The first female was called to the Bar in 1922, only 90 years ago and the number of women practicing in the last two decades has significantly increased. Women are conquering the legal profession, but there is evidence, there has been far less success in the financial world. This is particularly so, when considering the issue of maternity leave. Barristers seeking barrister mortgages are treated like any other self-employed person, but whilst the impact of maternity leave on all women looking for mortgages is significant, the impact on a Barrister can be hugely problematic.
Chambers are now required to have both pregnancy and maternity policies safeguarding women barristers and the Bar Council have been at the forefront of these changes, for over 20 years. The policies are regularly revised and require Chambers to offer rent free periods, now up to 6 months to reflect the maternity period norm existent in the employed world. However, despite these moves, there remains many practical difficulties experienced by female Barristers such as their availability for trials listed post birth, rebuilding their practice and solicitors relationships on return to work and the simple period of absence from self-employed advocacy practice, resulting in not earning or receiving pay. These become significant factors when assessing affordability of a Barrister taking or on maternity leave, making standard lending decisions, highly subjective and at times problematic.
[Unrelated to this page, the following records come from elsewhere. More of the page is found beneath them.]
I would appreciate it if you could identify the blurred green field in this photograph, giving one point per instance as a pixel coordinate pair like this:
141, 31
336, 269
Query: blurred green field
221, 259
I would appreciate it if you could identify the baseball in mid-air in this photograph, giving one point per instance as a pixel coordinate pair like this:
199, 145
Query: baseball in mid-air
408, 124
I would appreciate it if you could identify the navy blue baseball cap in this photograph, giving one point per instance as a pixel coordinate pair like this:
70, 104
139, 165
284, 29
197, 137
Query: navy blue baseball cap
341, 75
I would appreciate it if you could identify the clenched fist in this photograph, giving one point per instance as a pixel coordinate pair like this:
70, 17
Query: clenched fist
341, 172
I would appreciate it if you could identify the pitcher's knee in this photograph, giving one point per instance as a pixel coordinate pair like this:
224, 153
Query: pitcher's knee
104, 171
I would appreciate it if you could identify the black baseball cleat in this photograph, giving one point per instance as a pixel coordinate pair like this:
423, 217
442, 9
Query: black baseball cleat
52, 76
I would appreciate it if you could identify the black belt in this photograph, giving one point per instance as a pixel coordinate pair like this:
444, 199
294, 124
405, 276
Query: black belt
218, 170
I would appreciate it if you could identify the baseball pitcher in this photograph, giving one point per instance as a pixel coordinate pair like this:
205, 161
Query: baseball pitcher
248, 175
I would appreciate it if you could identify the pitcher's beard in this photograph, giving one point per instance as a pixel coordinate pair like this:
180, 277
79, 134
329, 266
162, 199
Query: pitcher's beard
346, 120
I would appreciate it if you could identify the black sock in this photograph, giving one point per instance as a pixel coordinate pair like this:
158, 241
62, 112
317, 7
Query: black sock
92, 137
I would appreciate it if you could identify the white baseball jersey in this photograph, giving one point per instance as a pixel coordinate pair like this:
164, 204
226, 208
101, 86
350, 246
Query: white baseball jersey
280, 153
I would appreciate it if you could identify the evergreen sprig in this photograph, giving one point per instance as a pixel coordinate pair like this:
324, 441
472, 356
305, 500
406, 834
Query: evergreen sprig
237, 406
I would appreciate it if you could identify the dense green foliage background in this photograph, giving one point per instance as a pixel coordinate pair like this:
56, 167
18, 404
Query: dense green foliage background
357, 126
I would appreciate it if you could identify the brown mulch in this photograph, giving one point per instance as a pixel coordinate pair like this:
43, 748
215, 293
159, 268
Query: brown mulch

It has to be accepted that the Bar is one of few professions where business leverage is not facilitated. A self-employed accountant can employ other accountants in their absence to continue the practice as can solicitors, dentists, doctors and vets. If a Barrister is unavailable for work, she is unavailable for work, she can neither sell or locum her cases or client base and whilst on maternity leave, no advocacy income from the client base can be generated. Every day on maternity leave is a day unemployed to today’s advocate. There are no insurance protection policies to provide an income safety net and few Barristers Chambers provide cash lump sums to enable Barristers to get through this period.
As lenders move away from assessing credit decisions using basic income multipliers and move to the assessment of overall affordability, maternity leave for a Barrister can be a detrimental factor. Banks are duty bound to treat all applicants fairly, but the knowledge of a Barrister taking 6-12 months maternity leave, with no planned income replacement, has to be a proper consideration for any lender undertaking responsible lending.
The historical build-up of an aged debt may mitigate income during this period, but those without an aged debt or modest aged debt, effectively are reliant upon their partner’s income or ultimately state assistance through benefits.
The concern over the treatment of maternity leave for all women has led to proposed rule changes by the Financial Conduct Authority who have highlighted pregnancy and maternity leave as “a potential for concern.” There is also an array of sex discrimination legislation and the Equality Act which should prevent adverse treatment but such protection, has to be dove tailed with a lenders fundamental consideration of whether any mortgage contract will remain affordable and this clearly poses some dilemma.
The issue of affordability during the maternity period due to a reliance on self-employed income seems only one factor. This is also coupled with a concern that returning Barristers may choose more flexible work practices. The Bar, with the assistance of supportive clerks can well facilitate this. However, whilst the profession, is well suited to such arrangements, the impact of motherhood can have a significant impact on mortgage affordability as both time off to have the baby coupled with a potentially flexible return to practice and resulting impact on earnings, serves to raise the anxiety of even the most hardened of underwriters. The financial effect of maternity leave on a Barrister’s practice has never been fully researched but anecdotal evidence from female Barristers indicates that maternity does have an impact.
The Bar has worked hard with Chambers to mitigate discrimination, but whilst inroads have been made within the profession, the next battle may need to be with Bank underwriters within the financial world.